We are finally, and thankfully, in the final week of the awards season for the Oscars. This is the second to last of a rundown series that will also encompass Best Picture (you can find the previous Best Actress rundown here). These rundowns will have some stats, but I believe — especially in a year where the precursors have been all over the place — that context and general feeling of the mood should also be taken into account. Here’s my Best Director rundown:
Yorgos Lanthimos: The Favourite
Yorgos Lanthimos is basically the Adam Driver of the Best Director category. He’s an artist who’s been creating some fantastic work in his career — Dogtooth, The Lobster, and The Killing of a Sacred Deer — and this is the Academy’s way of honoring his accomplishments and work. With his latest film — The Favorite — being more of the mainstream variety, there’s a very good likelihood that Lanthimos will have other bites at the apple in this category past this year. Just don’t expect him to win this time around.
Adam McKay: Vice
Momentum is a hella’ of a drug. I don’t know if McKay would have been here without Annapurna making the savvy decision of holding back the embargo for reviews of Vice until after the Golden Globes and SAG nominations were announced. The film features a 66% Rotten Tomatoes score, I know RT isn’t the end all be all, and it’s rare for a film as serious as Vice to get as many nominations as it did with that kind of showing. In fact, even Mary Poppins Returns — which followed the same strategy — wilted in the end. Still, Bohemian Rhapsody made it through so maybe McKay being here isn’t a surprise. Either way, if he did win on Sunday it would send shock waves through the auditorium.

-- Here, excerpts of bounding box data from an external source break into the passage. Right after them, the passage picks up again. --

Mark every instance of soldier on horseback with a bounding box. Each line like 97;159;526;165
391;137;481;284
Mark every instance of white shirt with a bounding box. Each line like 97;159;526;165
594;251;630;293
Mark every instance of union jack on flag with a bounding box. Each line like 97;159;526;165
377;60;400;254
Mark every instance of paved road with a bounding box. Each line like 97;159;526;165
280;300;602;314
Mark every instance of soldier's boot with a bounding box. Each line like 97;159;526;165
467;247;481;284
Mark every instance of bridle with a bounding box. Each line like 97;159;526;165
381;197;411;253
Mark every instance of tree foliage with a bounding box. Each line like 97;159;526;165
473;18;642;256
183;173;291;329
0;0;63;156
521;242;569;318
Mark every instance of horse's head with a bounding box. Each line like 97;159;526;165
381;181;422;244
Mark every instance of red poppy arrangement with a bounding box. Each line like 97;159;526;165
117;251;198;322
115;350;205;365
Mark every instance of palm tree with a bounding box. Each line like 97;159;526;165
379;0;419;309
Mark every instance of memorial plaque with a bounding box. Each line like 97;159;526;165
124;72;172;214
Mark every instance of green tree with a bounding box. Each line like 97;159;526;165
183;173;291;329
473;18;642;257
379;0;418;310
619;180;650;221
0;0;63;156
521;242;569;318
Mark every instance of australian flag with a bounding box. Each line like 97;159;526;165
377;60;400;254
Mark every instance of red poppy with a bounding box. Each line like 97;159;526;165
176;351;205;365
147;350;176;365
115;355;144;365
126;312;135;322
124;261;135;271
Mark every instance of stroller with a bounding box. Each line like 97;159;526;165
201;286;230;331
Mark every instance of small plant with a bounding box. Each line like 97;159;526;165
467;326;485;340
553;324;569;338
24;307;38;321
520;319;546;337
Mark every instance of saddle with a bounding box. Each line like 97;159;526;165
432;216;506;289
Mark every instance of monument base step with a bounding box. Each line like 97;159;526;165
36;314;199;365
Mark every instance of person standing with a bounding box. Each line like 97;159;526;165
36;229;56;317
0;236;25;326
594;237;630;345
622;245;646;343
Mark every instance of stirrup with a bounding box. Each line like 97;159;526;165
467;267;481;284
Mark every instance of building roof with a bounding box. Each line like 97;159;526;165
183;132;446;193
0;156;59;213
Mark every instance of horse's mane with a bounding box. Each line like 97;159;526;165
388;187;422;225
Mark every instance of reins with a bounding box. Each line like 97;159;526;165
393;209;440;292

Pawel Pawlikowski: Cold War
When Pawel Pawlikowski started shooting up the boards of a few Oscar pundits, I was surprised and incredulous. For the most part, the film had only screened for critics, at festivals, or for Academy members. Plus, it was an autobiographical Foreign Language film in black and white. I couldn’t put much stock in the Academy having the bandwidth to put two deserving foreign language candidates in one of its top prizes. And boy was I wrong. Pawlikowski showing up here is probably a very good sign for his film and could point to a significant chance of an upset in the Best Foreign Language category. If Roma wins Best Picture, the Academy could spread the wealth and hand Cold War its one Oscar of the night. But for the purposes of this category, Pawlikowski will fall into the “just happy to be here” group.
Spike Lee: BlacKkKlansman
Astoundingly, this is Spike Lee’s first year nominated for Best Director. For anyone who has followed me, you’ll know my most hated Oscar stat: No Black director has ever won Best Director. How sweet would the feeling be, if after all these years, if after the snub of Do the Right Thing, if Spike Lee somehow pulled this off. Unfortunately, I don’t think it will happen. I think we’ll have to contend with that dreaded stat for at least another year. While Lee has been nominated for every major award this season, he hasn’t won anywhere. Also, Best Director is one of his three nominations for the evening (Best Picture and Best Adapted Screenplay being the others). The Academy will most likely look to reward him in the Screenplay category.
Alfonso Cuaron: Roma
Roma represents Alfonso Cuaron’s second appearance in this category, which he won in 2014 for Gravity. Cuaron is going to win Best Director because Roma is just the best directed film here. It’s not overly complicated, yet rarely is it that simple at the Academy Awards. Cuaron has poured so much of himself into this film about his childhood nanny, that it would be a fool’s errand to expect the Academy not to bestow this honor upon him. Plus, he’s literally won every single award on the path to Sunday. There’s no one to vote against him. You can book it.